Cuba complained that the Biden administration has continued the policies of former U.S. President Donald Trump against Havana with a decision to maintain a Trump-era determination that it is not fully cooperating in the fight against terrorism.
“I hereby determine and certify to the Congress that the following countries are not cooperating fully with United States antiterrorism efforts,” U.S. Secretary of State Antony Blinken wrote in a brief note, which listed Cuba along with Iran, Democratic People's Republic of Korea, Syria and Venezuela.
The note was signed by Blinken on May 14 but was not released until this Tuesday.
“The slander is surprising and irritating as are the application of Trump's policy and his 243 sanctions,” Cuban foreign minister, Bruno Rodriguez, tweeted.
Asked to explain the U.S. decision, a U.S. State Department representative said on Tuesday: ”In making the annual determination on ‘not cooperating fully,’ we undertake a review of a country's overall level of cooperation in our efforts to fight terrorism.”
The State Department representative added the decision was made under a “separate statutory authority” than the one for state sponsors of terrorism.

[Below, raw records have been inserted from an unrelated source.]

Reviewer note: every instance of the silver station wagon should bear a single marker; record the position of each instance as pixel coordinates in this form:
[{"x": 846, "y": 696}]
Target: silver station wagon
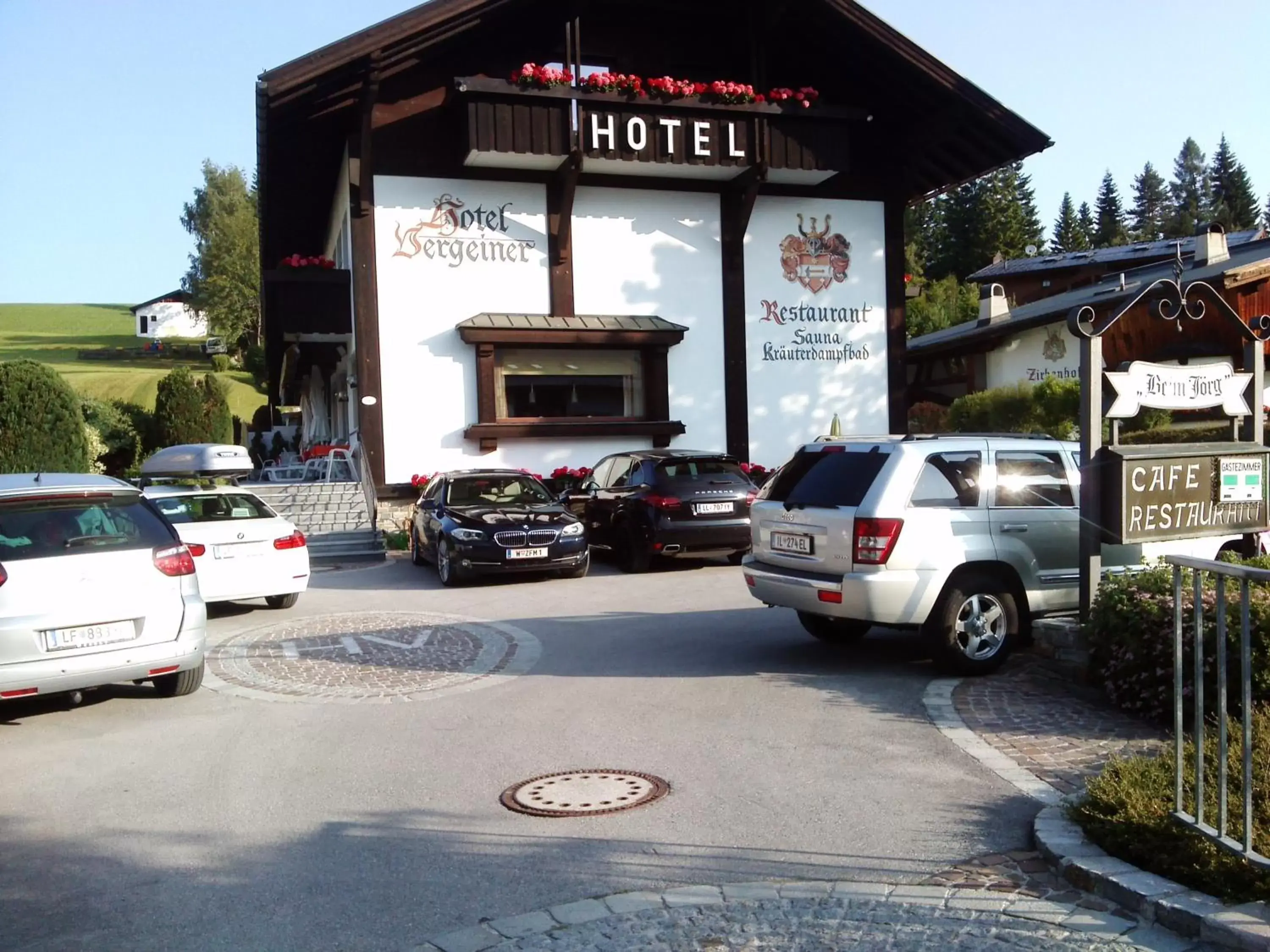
[{"x": 967, "y": 537}]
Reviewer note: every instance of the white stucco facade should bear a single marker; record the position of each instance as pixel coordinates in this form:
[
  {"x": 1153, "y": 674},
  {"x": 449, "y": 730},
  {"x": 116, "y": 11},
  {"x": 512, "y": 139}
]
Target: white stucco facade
[
  {"x": 169, "y": 319},
  {"x": 451, "y": 249},
  {"x": 1033, "y": 356}
]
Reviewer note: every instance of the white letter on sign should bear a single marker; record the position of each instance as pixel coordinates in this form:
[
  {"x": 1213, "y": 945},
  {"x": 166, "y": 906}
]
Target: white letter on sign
[
  {"x": 670, "y": 125},
  {"x": 596, "y": 132},
  {"x": 634, "y": 124},
  {"x": 701, "y": 139}
]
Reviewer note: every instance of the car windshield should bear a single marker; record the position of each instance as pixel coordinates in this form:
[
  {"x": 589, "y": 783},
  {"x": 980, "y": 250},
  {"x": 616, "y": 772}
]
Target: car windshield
[
  {"x": 213, "y": 507},
  {"x": 36, "y": 528},
  {"x": 701, "y": 470},
  {"x": 497, "y": 489}
]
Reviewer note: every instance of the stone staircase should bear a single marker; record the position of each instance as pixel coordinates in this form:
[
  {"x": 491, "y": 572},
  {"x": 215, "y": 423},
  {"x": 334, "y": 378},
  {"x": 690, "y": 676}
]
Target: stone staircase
[{"x": 332, "y": 516}]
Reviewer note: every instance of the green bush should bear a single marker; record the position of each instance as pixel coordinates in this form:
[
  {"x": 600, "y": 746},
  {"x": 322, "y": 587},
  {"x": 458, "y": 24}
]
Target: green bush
[
  {"x": 928, "y": 417},
  {"x": 220, "y": 421},
  {"x": 41, "y": 421},
  {"x": 1131, "y": 634},
  {"x": 1127, "y": 813},
  {"x": 1195, "y": 435},
  {"x": 181, "y": 413},
  {"x": 254, "y": 363},
  {"x": 1051, "y": 407},
  {"x": 143, "y": 422},
  {"x": 121, "y": 446}
]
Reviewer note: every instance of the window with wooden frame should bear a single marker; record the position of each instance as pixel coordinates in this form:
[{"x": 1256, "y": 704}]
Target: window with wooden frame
[{"x": 587, "y": 376}]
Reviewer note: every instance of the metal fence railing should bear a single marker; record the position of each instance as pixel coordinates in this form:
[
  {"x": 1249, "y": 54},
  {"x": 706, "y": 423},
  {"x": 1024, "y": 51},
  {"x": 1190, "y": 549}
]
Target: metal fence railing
[{"x": 1246, "y": 577}]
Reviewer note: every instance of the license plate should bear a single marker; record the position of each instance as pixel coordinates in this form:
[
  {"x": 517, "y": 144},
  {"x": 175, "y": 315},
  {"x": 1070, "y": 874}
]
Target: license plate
[
  {"x": 526, "y": 554},
  {"x": 790, "y": 542},
  {"x": 712, "y": 508},
  {"x": 238, "y": 550},
  {"x": 89, "y": 635}
]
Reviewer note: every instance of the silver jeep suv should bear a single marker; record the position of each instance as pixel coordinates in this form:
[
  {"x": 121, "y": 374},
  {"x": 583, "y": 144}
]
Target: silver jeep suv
[{"x": 967, "y": 537}]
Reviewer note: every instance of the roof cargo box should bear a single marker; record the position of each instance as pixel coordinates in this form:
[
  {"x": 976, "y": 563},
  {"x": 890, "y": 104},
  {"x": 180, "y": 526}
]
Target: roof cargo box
[{"x": 199, "y": 460}]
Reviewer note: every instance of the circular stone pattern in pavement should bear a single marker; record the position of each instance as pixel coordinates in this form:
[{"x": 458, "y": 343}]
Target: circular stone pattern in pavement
[
  {"x": 369, "y": 657},
  {"x": 813, "y": 924},
  {"x": 583, "y": 792}
]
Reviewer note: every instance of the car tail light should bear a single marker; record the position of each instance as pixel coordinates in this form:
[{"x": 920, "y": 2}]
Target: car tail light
[
  {"x": 174, "y": 560},
  {"x": 296, "y": 540},
  {"x": 875, "y": 539}
]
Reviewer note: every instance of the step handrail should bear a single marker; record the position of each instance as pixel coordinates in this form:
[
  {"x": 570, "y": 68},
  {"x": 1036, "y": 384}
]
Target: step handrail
[{"x": 364, "y": 474}]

President Joe Biden, a Democrat, vowed during his campaign to reverse some of Republican Trump's Cuba measures that “have inflicted harm on the Cuban people and done nothing to advance democracy and human rights.”
He was vice president when former President Barack Obama agreed to a historic detente with the then Cuban President Raul Castro. But Trump, after taking office in 2017, re-imposed many of the restrictions on Cuba business and travel that Obama had eased or lifted.